On Mar 16, 2012, at 18:05, "David Bruant" 
<[email protected]<mailto:[email protected]>> wrote:

Le 16/03/2012 23:00, Rick Waldron a écrit :
On Fri, Mar 16, 2012 at 5:12 PM, Domenic Denicola 
<[email protected]<mailto:[email protected]>> wrote:
Just to contribute to this... er... fun-thread...

My team uses the closure pattern for our "classes" (i.e. no prototype methods 
at all), since we value encapsulation. I can't imagine we're alone.

For my own curiosity, can you point me to some examples where you are 
strategically avoiding the use of the prototype pattern?
When he needs actual encapsulation.
Unfortunately, methods on prototype require to have properties that are public.

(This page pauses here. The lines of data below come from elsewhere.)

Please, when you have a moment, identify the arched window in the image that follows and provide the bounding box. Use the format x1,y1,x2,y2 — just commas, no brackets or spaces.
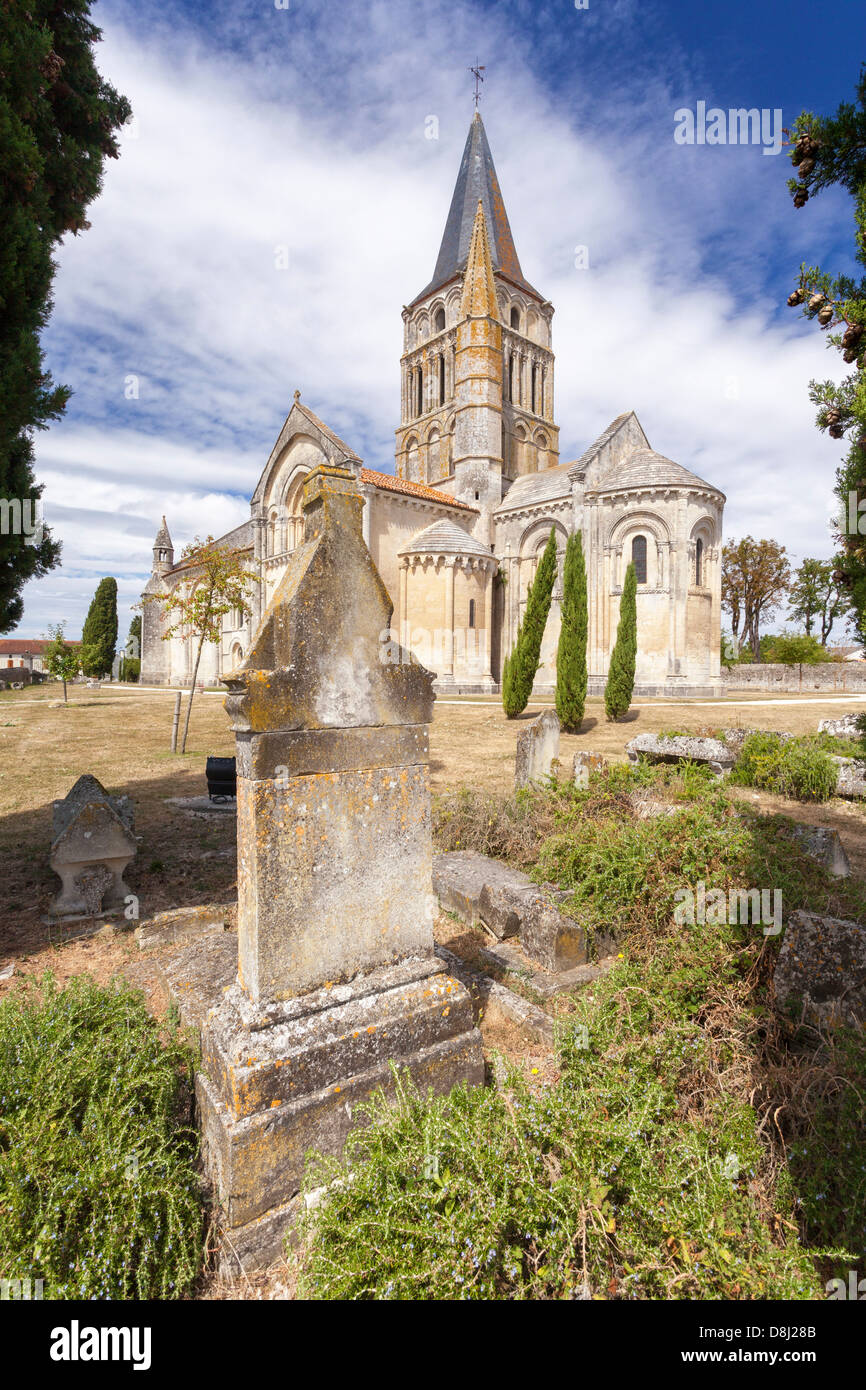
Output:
433,306,445,333
468,598,476,630
510,306,521,331
631,535,647,584
695,537,704,586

If you avoid prototype methods, all your attributes and private methods can be 
shared by public method scopes.

David

Exactly. I am away from computer right now, so I cannot dig up examples from 
our codebase at work, but essentially we use the pattern described by Crockford 
in

http://www.crockford.com/javascript/private.html

And we use only "privileged" methods (on the instance), not "public" ones (on 
the prototype). This also neatly avoids binding problems via a single `var that 
= this` at the top of the constructor.

Here is an example from some of my own open-source code:

https://github.com/domenic/pubit/blob/master/lib/Publisher.js

(The `var that = this` in that particular example is unnecessary since no 
public methods call each other; it's just there as part of the boilerplate 
encapsulated-class pattern I always use.)

Hope this helps, despite being cobbled together on an iPhone.